The true cost of a data breach – expect damage to last years

The true cost of a data breach - expect damage to last years
Data breaches continue to have financial impacts for years after discovery, but there are several steps firms can take to reduce their expenses.

Over the last couple of years, data security has catapulted up the agenda for many businesses, with this now seen as a key business risk and one that needs attention from the most senior executives and not just the IT department.

One of the key reasons for this is a growing awareness of just how severe the repercussions can be if a firm does fall victim to a data breach, in terms of direct financial penalties, reputational damage and lost business.

Financial impacts can be hard to measure accurately, but one annual study has released its latest report this month, and it warns that however you measure it, costs are going up. In fact, according to IBM’s 2019 Cost of a Data Breach study, it has climbed by 12 per cent over the last five years, with the average breach now costing $3.92 million (£3.22 million), and expenses will continue to be felt for many years after an attack.

Expect multi-year financial impacts

This year was the first time IBM’s study has examined the longtail financial impact of a data breach, and it revealed recovery is a long process.

While two-thirds of the financial impacts (67 per cent) were felt in the first 12 months after a breach is discovered, a further 22 per cent of costs accrue in the year following this, while 11 per cent of the total expenses come more than two years after the incident. Longer-lasting financial challenges were particularly common for firms in more highly regulated industries, such as finance, healthcare and energy.

Small and medium-sized businesses are particularly at risk. The study found firms with fewer than 500 employees saw average losses of more than $2.5 million, which IBM said could be”potentially crippling” for these firms, which typically generate less than $50 million in annual revenue.

Wendi Whitmore, global lead for IBM’s X-Force Incident Response and Intelligence Services, said: “With organisations facing the loss or theft of over 11.7 billion records in the past three years alone, companies need to be aware of the full financial impact that a data breach can have on their bottom line – and focus on how they can reduce these costs.”

Malicious actors a growing threat

The study found that the root cause of breaches is split almost equally between malicious and accidental incidents. Incidents caused by human error or system glitches account for 49 per cent of all cases, compared with 51 per cent caused by malicious actors.
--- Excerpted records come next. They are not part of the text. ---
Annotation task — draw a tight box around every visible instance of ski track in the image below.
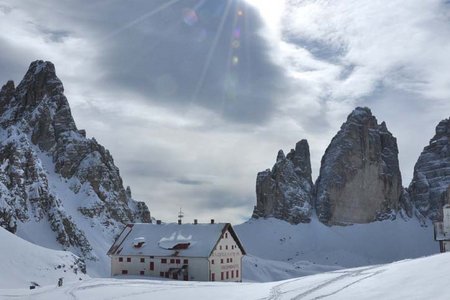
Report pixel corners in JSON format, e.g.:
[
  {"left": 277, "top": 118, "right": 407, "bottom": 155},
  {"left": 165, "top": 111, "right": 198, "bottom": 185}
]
[{"left": 292, "top": 265, "right": 384, "bottom": 300}]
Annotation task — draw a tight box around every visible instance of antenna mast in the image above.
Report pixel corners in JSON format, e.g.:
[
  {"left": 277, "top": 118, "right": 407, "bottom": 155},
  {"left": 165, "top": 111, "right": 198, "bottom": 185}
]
[{"left": 178, "top": 207, "right": 184, "bottom": 222}]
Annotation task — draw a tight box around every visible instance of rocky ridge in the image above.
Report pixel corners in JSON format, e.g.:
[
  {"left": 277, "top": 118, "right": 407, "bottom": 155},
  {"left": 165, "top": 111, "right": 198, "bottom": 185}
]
[
  {"left": 315, "top": 107, "right": 402, "bottom": 224},
  {"left": 253, "top": 140, "right": 313, "bottom": 224},
  {"left": 253, "top": 107, "right": 440, "bottom": 225},
  {"left": 0, "top": 61, "right": 150, "bottom": 266},
  {"left": 408, "top": 118, "right": 450, "bottom": 221}
]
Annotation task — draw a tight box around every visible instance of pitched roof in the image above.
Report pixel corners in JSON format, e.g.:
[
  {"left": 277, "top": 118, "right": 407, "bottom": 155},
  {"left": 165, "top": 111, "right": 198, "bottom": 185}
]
[{"left": 108, "top": 223, "right": 245, "bottom": 257}]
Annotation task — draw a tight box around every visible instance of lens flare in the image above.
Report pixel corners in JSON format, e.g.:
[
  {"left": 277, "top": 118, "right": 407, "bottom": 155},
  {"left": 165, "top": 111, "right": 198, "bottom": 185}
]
[{"left": 183, "top": 8, "right": 198, "bottom": 26}]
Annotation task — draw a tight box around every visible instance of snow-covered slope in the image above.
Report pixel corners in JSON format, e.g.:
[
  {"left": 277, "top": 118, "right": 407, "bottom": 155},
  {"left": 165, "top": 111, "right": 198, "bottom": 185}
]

However, while these can be hugely costly, setting businesses back $3.5 million and $3.24 million respectively, it is malicious actions that are potentially the more serious problem. IBM noted such incidents have increased by 21 per cent over the past six years, from 41 per cent of all incidents to 51 per cent, and are often more costly than accidental breaches, with average expenses reached $4.45 million. 
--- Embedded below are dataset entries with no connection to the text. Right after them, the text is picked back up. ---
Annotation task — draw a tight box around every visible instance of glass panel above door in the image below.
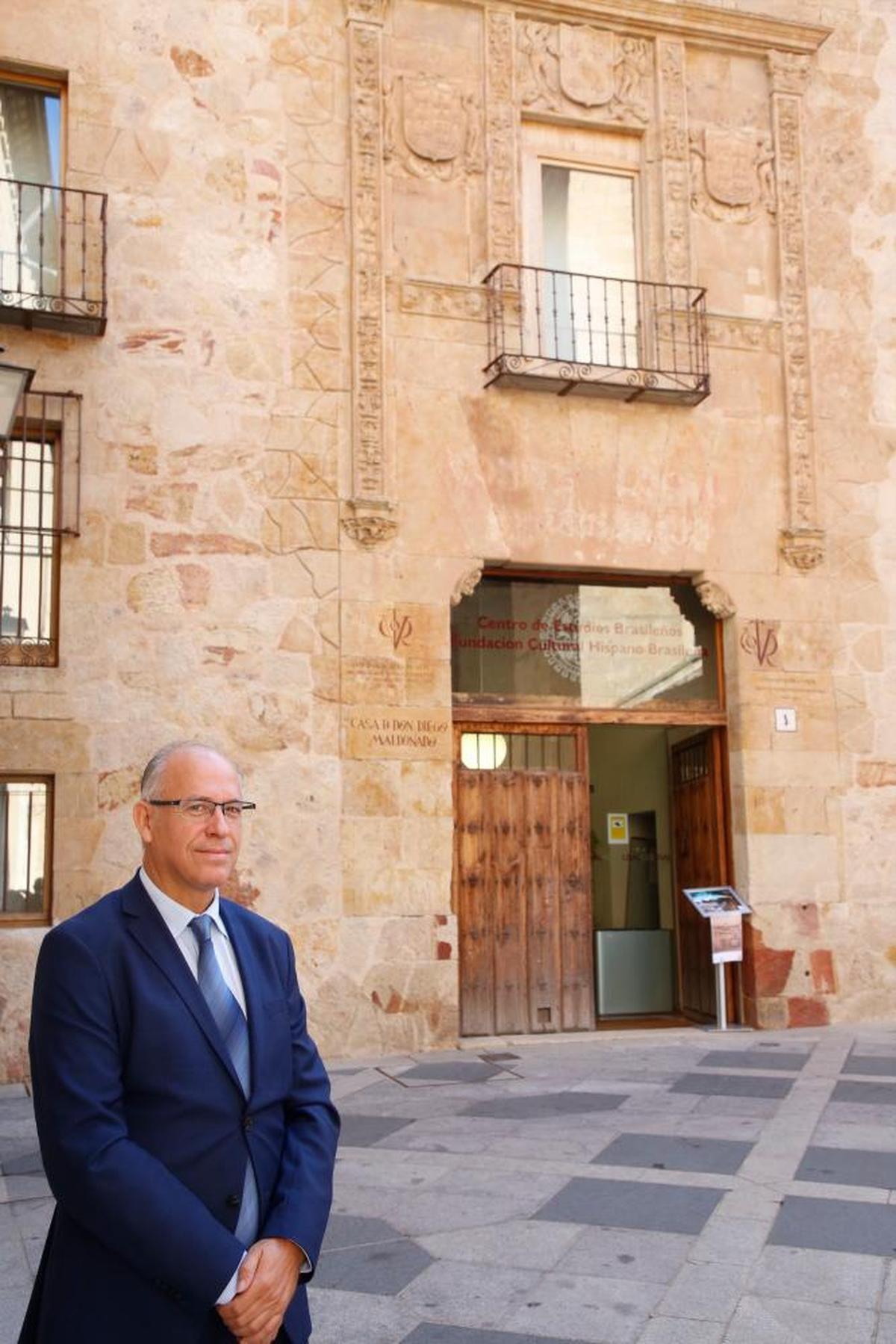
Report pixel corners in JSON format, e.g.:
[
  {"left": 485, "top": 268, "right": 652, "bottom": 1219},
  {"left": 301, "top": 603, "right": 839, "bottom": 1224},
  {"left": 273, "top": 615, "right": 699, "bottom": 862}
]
[{"left": 451, "top": 578, "right": 719, "bottom": 710}]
Misconfigured cloud servers are said to be a particularly large threat, with this contributing to the loss of 990 million records in 2018, or 43 per cent of all compromised data records.

How can firms minimise their costs?

Despite these threats, IBM noted there are several things businesses can do to reduce the cost of a data breach, even if such incidents cannot be prevented altogether.
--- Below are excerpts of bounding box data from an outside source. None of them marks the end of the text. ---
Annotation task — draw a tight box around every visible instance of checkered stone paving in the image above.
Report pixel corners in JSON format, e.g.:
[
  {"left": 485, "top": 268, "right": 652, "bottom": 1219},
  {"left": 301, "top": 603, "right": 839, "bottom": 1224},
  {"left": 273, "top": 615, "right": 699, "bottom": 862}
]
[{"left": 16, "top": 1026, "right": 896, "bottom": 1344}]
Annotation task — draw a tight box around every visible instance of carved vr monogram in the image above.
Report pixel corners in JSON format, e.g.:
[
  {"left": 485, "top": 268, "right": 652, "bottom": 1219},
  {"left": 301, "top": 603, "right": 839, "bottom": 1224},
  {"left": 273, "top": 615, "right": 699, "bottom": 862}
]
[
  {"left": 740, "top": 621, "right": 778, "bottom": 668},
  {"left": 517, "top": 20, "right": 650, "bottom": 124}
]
The most important factor that reduces these expenses is the speed and efficiency at which a company is able to respond, IBM stated. It found the average lifecycle of a breach in 2018 stood at 279 days, with firms taking 206 days to detect an incident and a further 73 days to fully contain it.

However, companies that were able to reduce the time taken for detection and containment to under 200 days spent significantly less on the total cost of a breach.

“Having an incident response team in place and extensive testing of incident response plans were two of the top three greatest cost saving factors examined in the study,” the report continued. “Companies that had both of these measures in place had $1.23 million less total costs for a data breach on average than those that had neither measure in place ($3.51 million vs. $4.74 million).”

Other factors businesses should consider include deploying security automation technologies, which can cut the cost of a breach in half, while using strong encryption reduces expenses by $360,000.

Enterprises also need to be particularly wary when dealing with third parties, such as partners and suppliers, as breaches that originate here cost companies $370,000 more than average. IBM said this emphasises the need for firms to closely vet the security of the companies they do business with, align security standards, and actively monitor third-party access.